A Libéria, país da África Ocidental, trava uma batalha contra o tráfico de droga, tendo em julho registado a maior apreensão de droga da sua história.
Jewel Howard-Taylor, de 63 anos, ex-mulher do antigo senhor da guerra e Presidente da Libéria Charles Taylor (1997-2003), foi vice-presidente do país entre 2018 e 2024, eleita como “número dois” da candidatura do Presidente George Weah.
Foi também uma senadora influente entre 2006 e 2018 e é atualmente membro de um partido da oposição, o Congresso para a Mudança Democrática (CDC).

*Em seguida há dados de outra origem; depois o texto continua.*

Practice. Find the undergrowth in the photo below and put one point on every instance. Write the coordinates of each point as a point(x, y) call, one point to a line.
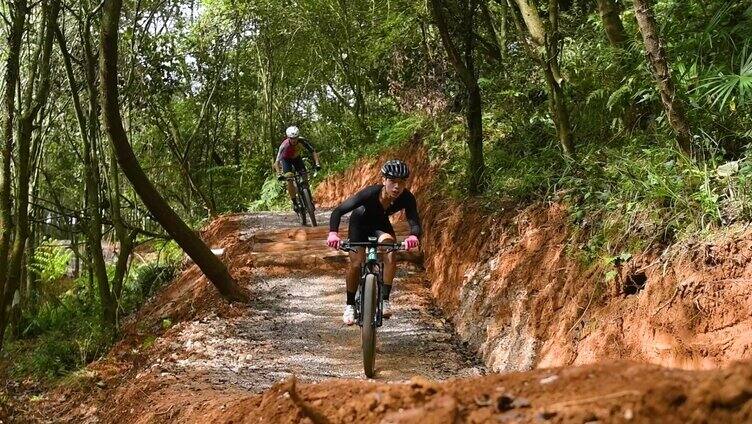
point(61, 330)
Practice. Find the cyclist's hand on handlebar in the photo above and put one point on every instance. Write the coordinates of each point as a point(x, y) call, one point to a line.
point(333, 240)
point(411, 242)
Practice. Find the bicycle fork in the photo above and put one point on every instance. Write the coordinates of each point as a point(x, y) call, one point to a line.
point(378, 318)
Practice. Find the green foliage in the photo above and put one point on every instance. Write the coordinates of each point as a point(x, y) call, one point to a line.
point(60, 336)
point(733, 89)
point(50, 261)
point(271, 196)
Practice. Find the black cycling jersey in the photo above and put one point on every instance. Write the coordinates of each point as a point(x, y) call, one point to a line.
point(372, 211)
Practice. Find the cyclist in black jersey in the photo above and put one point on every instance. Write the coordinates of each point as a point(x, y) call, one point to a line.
point(371, 208)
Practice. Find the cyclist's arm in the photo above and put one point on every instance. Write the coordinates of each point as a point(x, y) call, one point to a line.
point(347, 206)
point(411, 213)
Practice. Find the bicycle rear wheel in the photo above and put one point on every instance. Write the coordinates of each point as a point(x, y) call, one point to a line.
point(308, 202)
point(368, 330)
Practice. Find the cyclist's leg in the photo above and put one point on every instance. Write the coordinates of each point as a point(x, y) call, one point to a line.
point(299, 166)
point(287, 168)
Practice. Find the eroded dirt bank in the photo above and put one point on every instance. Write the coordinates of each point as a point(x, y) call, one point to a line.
point(292, 328)
point(517, 295)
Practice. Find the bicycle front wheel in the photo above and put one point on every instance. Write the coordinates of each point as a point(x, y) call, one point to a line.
point(308, 202)
point(368, 330)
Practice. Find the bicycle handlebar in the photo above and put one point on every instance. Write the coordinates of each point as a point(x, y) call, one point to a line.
point(347, 245)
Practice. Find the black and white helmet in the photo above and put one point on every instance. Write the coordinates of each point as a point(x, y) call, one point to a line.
point(394, 169)
point(292, 132)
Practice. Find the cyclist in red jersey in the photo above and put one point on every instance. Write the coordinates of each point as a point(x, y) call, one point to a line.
point(289, 159)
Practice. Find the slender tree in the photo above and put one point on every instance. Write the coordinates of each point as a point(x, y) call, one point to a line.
point(36, 95)
point(211, 266)
point(656, 55)
point(543, 47)
point(464, 66)
point(609, 12)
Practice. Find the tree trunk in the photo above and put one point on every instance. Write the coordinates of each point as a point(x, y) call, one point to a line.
point(466, 71)
point(609, 12)
point(19, 11)
point(662, 74)
point(34, 101)
point(211, 266)
point(548, 62)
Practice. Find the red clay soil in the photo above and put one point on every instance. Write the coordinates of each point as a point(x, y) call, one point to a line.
point(517, 296)
point(514, 294)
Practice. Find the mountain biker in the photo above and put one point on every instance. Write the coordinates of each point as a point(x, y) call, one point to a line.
point(288, 158)
point(371, 208)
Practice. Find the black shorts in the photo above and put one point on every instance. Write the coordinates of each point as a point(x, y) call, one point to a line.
point(294, 163)
point(360, 229)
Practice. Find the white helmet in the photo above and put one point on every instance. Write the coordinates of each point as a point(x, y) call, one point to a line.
point(292, 132)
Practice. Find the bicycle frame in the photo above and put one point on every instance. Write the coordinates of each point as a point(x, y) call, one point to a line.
point(371, 265)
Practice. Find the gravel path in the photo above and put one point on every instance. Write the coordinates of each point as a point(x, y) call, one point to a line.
point(294, 327)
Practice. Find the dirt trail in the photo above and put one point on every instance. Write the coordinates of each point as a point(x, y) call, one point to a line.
point(233, 363)
point(293, 327)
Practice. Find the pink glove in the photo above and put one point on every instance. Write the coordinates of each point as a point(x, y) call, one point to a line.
point(333, 240)
point(411, 242)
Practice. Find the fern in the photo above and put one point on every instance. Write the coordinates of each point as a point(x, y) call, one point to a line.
point(734, 87)
point(50, 261)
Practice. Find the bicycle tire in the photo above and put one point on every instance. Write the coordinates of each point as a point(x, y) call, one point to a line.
point(368, 330)
point(308, 203)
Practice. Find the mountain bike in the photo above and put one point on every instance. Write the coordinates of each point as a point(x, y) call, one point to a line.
point(306, 208)
point(369, 305)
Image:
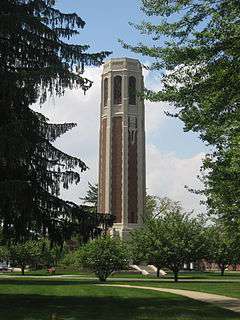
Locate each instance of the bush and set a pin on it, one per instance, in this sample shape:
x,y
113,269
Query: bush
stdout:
x,y
103,256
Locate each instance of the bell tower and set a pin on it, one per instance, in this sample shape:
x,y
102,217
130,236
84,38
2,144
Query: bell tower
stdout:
x,y
122,145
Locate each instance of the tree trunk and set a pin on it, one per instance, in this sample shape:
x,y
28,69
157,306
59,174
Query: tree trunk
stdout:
x,y
222,270
175,276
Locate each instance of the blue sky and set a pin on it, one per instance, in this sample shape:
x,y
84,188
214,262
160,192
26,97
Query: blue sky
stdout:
x,y
106,22
173,156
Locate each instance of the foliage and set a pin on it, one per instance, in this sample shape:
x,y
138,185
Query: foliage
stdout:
x,y
87,223
155,205
195,47
223,246
103,255
23,254
36,62
170,239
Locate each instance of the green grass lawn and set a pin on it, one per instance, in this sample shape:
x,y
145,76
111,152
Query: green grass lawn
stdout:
x,y
230,289
48,299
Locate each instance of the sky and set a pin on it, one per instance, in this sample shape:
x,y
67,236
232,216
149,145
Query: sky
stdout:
x,y
173,157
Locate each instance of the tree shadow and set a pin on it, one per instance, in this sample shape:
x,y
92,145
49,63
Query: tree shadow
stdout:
x,y
105,304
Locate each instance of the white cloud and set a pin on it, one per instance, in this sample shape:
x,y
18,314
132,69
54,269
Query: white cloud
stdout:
x,y
166,173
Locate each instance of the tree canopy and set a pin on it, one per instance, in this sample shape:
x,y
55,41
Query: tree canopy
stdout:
x,y
36,62
170,239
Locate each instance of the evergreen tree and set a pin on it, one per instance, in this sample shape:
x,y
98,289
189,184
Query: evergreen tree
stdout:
x,y
36,62
195,47
92,195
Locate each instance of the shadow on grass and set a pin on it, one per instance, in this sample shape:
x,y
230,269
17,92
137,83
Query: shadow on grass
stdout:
x,y
124,306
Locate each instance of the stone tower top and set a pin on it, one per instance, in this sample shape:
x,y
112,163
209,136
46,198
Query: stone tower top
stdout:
x,y
122,144
122,64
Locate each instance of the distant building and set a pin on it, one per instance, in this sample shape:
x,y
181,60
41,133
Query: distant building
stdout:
x,y
122,144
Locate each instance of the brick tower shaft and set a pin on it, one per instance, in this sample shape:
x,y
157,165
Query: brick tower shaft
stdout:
x,y
122,145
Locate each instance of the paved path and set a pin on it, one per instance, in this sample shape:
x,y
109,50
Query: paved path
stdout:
x,y
232,304
117,279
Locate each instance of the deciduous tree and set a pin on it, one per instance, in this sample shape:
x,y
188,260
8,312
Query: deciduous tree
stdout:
x,y
195,49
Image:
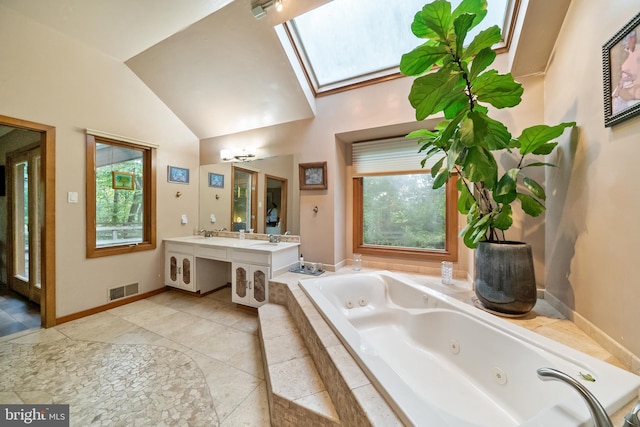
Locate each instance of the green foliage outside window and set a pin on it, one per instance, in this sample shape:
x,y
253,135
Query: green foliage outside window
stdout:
x,y
119,213
404,211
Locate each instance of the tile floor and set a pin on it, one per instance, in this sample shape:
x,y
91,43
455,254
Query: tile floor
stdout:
x,y
169,360
16,313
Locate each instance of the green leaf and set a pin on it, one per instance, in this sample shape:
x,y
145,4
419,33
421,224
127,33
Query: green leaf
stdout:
x,y
441,179
484,39
483,59
433,92
535,188
437,16
499,90
461,26
535,137
505,191
545,149
504,220
421,59
436,166
420,29
530,205
480,165
477,7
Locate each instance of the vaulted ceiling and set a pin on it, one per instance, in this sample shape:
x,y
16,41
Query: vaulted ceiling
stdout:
x,y
216,66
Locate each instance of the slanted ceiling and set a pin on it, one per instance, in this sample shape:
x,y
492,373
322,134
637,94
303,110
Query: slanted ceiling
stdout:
x,y
219,69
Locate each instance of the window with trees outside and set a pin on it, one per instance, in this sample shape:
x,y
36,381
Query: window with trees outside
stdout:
x,y
397,213
120,197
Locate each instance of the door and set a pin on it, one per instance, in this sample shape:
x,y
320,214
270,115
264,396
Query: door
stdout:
x,y
26,203
275,205
243,208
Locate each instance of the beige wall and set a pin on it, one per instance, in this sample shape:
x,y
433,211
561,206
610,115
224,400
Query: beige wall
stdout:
x,y
47,78
376,111
592,227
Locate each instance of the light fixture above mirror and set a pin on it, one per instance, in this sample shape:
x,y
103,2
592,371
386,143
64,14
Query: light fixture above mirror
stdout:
x,y
245,154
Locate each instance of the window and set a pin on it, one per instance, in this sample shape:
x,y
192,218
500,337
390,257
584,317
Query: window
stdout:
x,y
397,213
120,197
349,42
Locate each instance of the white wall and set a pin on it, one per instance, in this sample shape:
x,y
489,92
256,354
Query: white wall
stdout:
x,y
50,79
376,111
592,227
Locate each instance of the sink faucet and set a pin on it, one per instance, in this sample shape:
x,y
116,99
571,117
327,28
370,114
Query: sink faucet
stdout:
x,y
207,233
598,413
274,239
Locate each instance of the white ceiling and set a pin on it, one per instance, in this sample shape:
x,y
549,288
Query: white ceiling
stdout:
x,y
219,69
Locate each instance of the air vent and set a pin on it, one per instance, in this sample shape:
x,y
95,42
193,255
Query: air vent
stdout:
x,y
123,291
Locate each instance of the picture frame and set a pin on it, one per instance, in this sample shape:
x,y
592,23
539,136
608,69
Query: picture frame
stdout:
x,y
313,176
177,175
122,181
621,74
216,180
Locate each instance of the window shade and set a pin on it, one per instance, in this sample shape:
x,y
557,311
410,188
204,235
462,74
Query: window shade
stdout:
x,y
388,155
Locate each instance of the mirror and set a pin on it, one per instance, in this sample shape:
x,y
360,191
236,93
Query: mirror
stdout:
x,y
274,184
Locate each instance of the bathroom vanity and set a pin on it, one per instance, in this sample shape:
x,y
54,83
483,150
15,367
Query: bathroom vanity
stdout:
x,y
202,264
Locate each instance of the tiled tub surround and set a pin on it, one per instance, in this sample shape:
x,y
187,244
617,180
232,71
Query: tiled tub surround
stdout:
x,y
346,383
443,362
169,360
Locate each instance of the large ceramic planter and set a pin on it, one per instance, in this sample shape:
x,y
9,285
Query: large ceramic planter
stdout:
x,y
505,281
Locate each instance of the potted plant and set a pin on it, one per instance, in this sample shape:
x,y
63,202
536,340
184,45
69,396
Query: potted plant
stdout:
x,y
455,80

Já na sexta-feira à noite, a equipa de Howard-Taylor tinha avançado, num comunicado divulgado na rede social Facebook, que ela tinha sido “libertada e colocada em prisão domiciliária” por “razões humanitárias”.
“Já está em casa, com a família”, afirmaram igualmente.
A sua libertação obedeceu a “condições específicas, que pretende cumprir integralmente”, acrescentaram.
Segundo a sua equipa, a ex-vice-presidente liberiana deverá, nomeadamente, entregar “todos os seus documentos de viagem” à justiça e só poderá sair da sua residência “por ordem do tribunal ou para uma deslocação ao hospital ou consulta médica”.
Howard-Taylor foi detida no aeroporto internacional Roberts, situado próximo da capital, Monróvia, quando estava prestes a abandonar o país, segundo as autoridades liberianas.
Foi indiciada em meados de agosto e encarcerada na semana passada na prisão central de Monróvia.
Os seus advogados tinham solicitado que não fosse encarcerada enquanto aguardava julgamento, argumentando que sofre de asma, um pedido que foi negado.
O Presidente da Libéria, Joseph Nyuma Boakai, assegurou na semana passada, num discurso à nação, que Howard-Taylor teria um julgamento justo.
Outras três pessoas — dois croatas e um ucraniano — foram formalmente acusadas no mesmo caso e são ainda procuradas.
O Governo liberiano lançou uma vasta operação nacional de combate à droga após apreensões recorde, incluindo a maior alguma vez realizada no país: quase quatro toneladas de cocaína, avaliadas em mais de 317 milhões de dólares (272,9 milhões de euros), descobertas em julho durante uma operação numa estrada que conduz ao aeroporto Roberts.